For a brief, thrilling moment, Foxbrush almost took one step, then another, then sank into those alluring immortal arms. All thoughts of his life and his mission and his world could so swiftly be forgotten.
But a timely sneeze returned enough of his sense that her words sank even to the dullest places of his mind. “I’m not killing anyone,” he said, rubbing his nose.
“Not yet.” Nidawi ran long fingers through her own hair and shrugged prettily. “But you will. Which means you have, which means . . . Oh! So much! Now come here, mortal king, and let me kiss you.”
Foxbrush fled.
He did not run, for he knew that it would do no good, but he turned on heel and walked very fast, stopping only long enough to grab up the scroll as he went. His face flushed deeply with something between panic and dread, and his heart thudded madly in his breast. He could easily imagine the tear of the lioness’s claws in his back, the fire, the rip, the end. . . .
His hands in fists, he strode as fast as he could, and the trees parted to make way, though he did not notice this. He knew the name of the Everblooming. What child in Southlands did not? She featured in many rhymes and nursery tales, even in the Ballad of Shadow Hand, if he remembered correctly.
But that was just it. This nursery story wanted to—he nearly choked at the thought—wanted to kiss him!

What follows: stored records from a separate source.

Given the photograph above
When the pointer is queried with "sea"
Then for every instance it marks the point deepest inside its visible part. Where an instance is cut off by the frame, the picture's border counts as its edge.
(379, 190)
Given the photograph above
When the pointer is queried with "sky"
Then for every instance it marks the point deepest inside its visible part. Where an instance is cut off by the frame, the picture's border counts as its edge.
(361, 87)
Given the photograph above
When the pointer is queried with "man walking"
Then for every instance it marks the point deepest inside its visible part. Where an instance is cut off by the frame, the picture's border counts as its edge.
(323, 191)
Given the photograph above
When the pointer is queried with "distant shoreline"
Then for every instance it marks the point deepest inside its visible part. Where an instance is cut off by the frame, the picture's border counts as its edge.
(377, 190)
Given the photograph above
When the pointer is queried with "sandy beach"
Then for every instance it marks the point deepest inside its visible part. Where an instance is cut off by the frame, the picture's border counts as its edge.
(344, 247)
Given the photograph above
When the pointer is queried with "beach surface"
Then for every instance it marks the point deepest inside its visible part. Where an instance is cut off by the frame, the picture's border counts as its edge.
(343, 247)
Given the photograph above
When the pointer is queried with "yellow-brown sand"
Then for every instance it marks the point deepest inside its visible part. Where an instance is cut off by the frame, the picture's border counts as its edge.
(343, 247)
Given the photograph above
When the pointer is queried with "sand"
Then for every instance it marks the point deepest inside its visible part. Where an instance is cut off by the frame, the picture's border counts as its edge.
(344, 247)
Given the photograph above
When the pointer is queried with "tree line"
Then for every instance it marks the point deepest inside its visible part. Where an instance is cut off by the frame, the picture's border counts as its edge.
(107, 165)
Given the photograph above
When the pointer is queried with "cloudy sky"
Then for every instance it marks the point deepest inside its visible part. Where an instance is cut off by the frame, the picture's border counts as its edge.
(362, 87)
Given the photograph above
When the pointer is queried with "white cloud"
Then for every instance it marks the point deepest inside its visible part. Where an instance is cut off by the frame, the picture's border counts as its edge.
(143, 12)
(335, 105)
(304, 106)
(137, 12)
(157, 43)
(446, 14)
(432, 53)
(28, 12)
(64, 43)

This children’s book character, this figment of some strange man’s even stranger imagination! Real and voluptuous and terrifying and . . .
It was too horrid. He must escape.
“Where are you going?”
“GAHHHH!”
Her voice in his ear propelled Foxbrush into a faster pace, though he maintained enough control over himself to keep from breaking into a full-out run. “I . . . I . . .” He panted, for she had drawn up beside him, striding on her long legs, the leaves of her gown fluttering. Foxbrush could feel the silent thud of the lioness’s feet behind. “I am simply, um, going . . .”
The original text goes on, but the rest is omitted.